Voter turnout is in steep decline. Public policy debates grow ever-more uncivil. Even mainstays of civic life like the PTA struggle to maintain members. So is good citizenship dead?

Michael Schudson, a professor of sociology at the University of California in San Diego, doesn't think so. In The Good Citizen, a history of three centuries of American civic life, he argues -- essentially -- that practices of citizenship have changed and evolved as the American political system has changed and evolved.

According to Schudson, we have passed through three distinct eras of civic life and have now entered a fourth. Each era has formulated its own model of citizenship, with its own unique virtues and shortcomings. All of these past models continue to influence our thinking and behavior.

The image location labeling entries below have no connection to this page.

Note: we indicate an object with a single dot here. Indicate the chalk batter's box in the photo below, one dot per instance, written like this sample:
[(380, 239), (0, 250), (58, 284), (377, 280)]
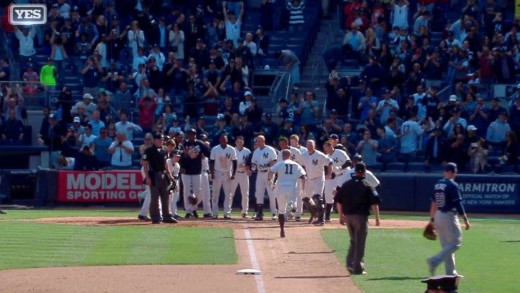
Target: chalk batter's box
[(99, 186)]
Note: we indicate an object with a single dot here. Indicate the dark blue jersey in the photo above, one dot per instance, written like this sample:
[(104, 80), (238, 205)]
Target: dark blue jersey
[(447, 196)]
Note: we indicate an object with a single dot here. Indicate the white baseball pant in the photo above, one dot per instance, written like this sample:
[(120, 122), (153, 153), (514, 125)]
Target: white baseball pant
[(221, 180), (261, 186), (283, 194), (205, 192), (145, 208), (330, 185), (242, 180), (191, 183)]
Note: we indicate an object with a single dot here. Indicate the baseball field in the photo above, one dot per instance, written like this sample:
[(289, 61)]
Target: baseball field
[(108, 250)]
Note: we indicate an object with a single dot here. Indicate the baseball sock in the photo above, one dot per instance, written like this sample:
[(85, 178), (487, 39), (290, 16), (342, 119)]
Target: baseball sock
[(328, 209), (281, 221)]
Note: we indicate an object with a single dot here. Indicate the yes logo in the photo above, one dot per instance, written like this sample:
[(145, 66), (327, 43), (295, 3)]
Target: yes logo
[(27, 14)]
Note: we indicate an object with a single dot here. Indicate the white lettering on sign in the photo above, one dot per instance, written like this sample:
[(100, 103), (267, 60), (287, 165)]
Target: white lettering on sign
[(487, 187), (92, 181), (27, 14)]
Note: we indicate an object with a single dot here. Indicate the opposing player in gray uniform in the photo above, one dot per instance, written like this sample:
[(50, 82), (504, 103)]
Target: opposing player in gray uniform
[(296, 156), (445, 209), (264, 157), (241, 177), (315, 162), (340, 166), (288, 174)]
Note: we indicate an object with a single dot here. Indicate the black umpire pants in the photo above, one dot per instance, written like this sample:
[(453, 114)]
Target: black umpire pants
[(159, 191), (357, 229)]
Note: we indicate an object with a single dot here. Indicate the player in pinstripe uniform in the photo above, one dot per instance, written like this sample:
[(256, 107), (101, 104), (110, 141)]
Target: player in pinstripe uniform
[(223, 166), (295, 142), (289, 173), (264, 157), (340, 166), (296, 156), (318, 167), (241, 177)]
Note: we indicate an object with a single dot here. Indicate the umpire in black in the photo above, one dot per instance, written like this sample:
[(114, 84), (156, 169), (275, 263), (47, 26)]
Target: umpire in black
[(154, 162), (354, 200)]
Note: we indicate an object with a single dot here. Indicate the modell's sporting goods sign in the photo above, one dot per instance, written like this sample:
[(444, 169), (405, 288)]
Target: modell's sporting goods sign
[(99, 186)]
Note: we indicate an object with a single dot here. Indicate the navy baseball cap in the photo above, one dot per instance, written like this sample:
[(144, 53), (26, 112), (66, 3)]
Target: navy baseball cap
[(450, 167), (360, 167)]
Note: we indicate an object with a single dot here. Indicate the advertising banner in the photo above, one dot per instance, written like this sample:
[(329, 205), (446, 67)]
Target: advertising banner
[(99, 186)]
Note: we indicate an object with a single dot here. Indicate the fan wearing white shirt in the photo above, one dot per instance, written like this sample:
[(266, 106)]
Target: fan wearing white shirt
[(174, 169), (241, 177), (296, 155), (340, 166), (223, 166), (264, 157), (315, 162), (289, 173)]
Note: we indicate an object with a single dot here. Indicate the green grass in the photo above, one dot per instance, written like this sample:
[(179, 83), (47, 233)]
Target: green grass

But, as Schudson convincingly points out, none of these earlier models is adequate for our present era, a period defined by "a profound revolution in rights," with politics permeating virtually every aspect of life. So Schudson proposes a model he calls the "monitorial citizen." Such citizens, he says, are like parents watching their children at the community pool, seemingly inactive "but poised for action if action is required." Citizenship of this sort "may be for many people much less intense than in the era of parties, but citizenship is now a year-round, day-long activity, as it was only rarely in the past."

Like all good histories, The Good Citizen reminds us that what seems chiseled in stone today was often a matter of contentious debate in an earlier time. For example, strong political parties are seen today as one of America's chief contributions to the democratic process; but parties and factions were loathed and feared by the Founding Fathers. We often point to the Lincoln-Douglas debates as a high point in our political discourse; but as Schudson slyly points out, these debates had no effect on the election.

Schudson weaves these and other equally interesting observations together to make another important point: there has never been a Golden Age of good citizenship before which our own age pales. As Schudson says, citizenship "has not disappeared. It has not even declined. It has, inevitably, changed." That's good news.

Alden Mudge is a writer in Oakland, California.